Apply D1 migrations	New migration is invalid or conflicts with prod schema.	Workflow stopped before deploying. Fix the migration on `main`, let staging redeploy and verify, then retry prod.
Deploy MCP worker	MCP build broken or wrangler config mismatch.	Workflow stopped before CMS was redeployed; prod is still on the previous CMS+MCP. Fix and retry.
Deploy CMS worker	New CMS bundle fails to deploy; old bundle still serves traffic.	Investigate; if MCP already deployed and is back-incompatible with the old CMS, roll MCP back via `wrangler rollback` (see Deployment).
Smoke check	Deploy went out but `/api/health` failed or returned the wrong version.	The new bundle is live and bad. Roll back via `wrangler rollback`. The version bump commit was not pushed, so re-running picks up cleanly after a fix.

Versioning policy

Patch (X.Y.Z+1) — default for everything that isn’t a feature or a breaking change. Hotfixes, doc-only changes, refactors, internal cleanups.
Minor (X.Y+1.0) — new feature you want users to notice, or any change that adds tables / columns / API endpoints (additive only).
Major (X+1.0.0) — coordinate-with-storefront changes: API contract breaks, removed columns, removed routes, auth-flow changes.

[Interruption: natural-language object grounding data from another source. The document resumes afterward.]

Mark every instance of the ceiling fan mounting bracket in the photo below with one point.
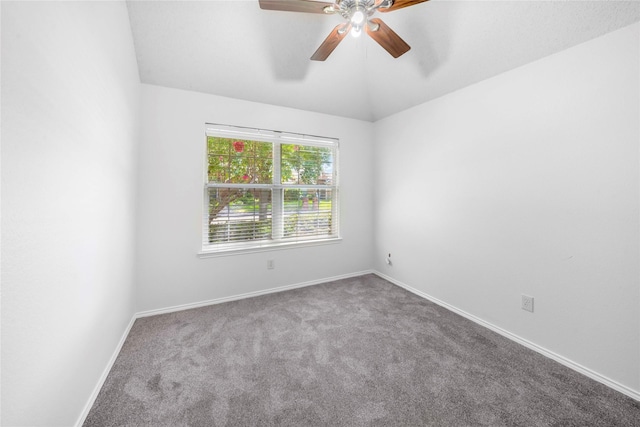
(358, 15)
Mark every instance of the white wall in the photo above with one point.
(526, 183)
(170, 201)
(70, 103)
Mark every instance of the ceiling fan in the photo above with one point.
(357, 14)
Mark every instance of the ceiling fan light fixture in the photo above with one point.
(358, 17)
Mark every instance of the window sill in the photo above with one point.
(212, 253)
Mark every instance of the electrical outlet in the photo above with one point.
(527, 303)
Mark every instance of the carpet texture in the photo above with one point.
(354, 352)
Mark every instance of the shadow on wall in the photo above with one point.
(290, 60)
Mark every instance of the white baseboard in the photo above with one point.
(103, 377)
(247, 295)
(634, 394)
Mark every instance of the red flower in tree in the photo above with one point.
(238, 146)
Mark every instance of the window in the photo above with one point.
(267, 189)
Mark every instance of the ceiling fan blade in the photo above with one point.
(387, 38)
(307, 6)
(399, 4)
(329, 44)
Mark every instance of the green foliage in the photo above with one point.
(233, 161)
(239, 162)
(302, 164)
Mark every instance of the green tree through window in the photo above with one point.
(269, 191)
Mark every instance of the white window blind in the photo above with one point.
(267, 188)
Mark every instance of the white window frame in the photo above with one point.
(276, 242)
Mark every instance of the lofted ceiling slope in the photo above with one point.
(235, 49)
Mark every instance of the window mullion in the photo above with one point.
(277, 205)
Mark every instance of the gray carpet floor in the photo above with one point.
(354, 352)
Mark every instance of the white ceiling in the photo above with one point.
(233, 48)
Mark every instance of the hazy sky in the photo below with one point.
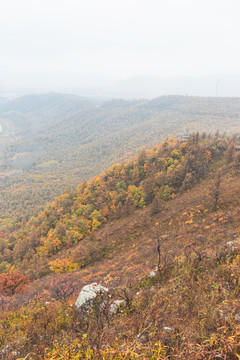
(44, 41)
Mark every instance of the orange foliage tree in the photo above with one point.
(12, 283)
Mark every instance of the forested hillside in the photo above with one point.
(174, 211)
(52, 142)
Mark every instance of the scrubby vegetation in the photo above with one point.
(176, 207)
(59, 140)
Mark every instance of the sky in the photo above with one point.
(65, 43)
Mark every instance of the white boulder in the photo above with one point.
(88, 294)
(115, 305)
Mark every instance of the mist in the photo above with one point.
(127, 49)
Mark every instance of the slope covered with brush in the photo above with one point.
(175, 206)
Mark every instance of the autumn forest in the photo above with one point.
(140, 197)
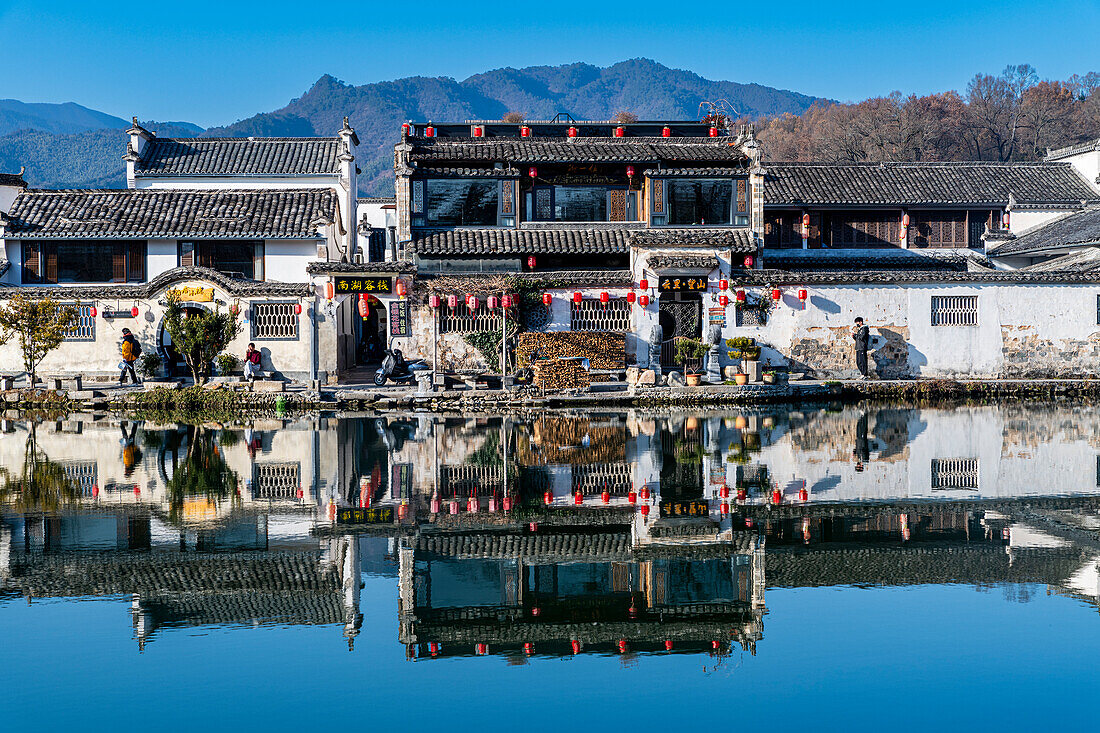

The version is always the version of apps/cms (the dashboard worker). @alokai/cms-api and @alokai/cms-cli have their own publish workflows (publish-api.yml, publish-cli.yml) — those are independent.

Hotfix flow

If prod breaks and a fix needs to ship before the staging cadence:

Branch from the last released tag (cms-vX.Y.Z), not main.
Apply the minimum fix.
Open a PR straight to main and merge once green.
Trigger Deploy to Production with version_bump=patch.

This skips the “soak in staging” step deliberately. Reserve it for actual incidents. After the hotfix lands, the next normal main push will re-roll staging onto the new tip, picking up the hotfix in the staging deploy too.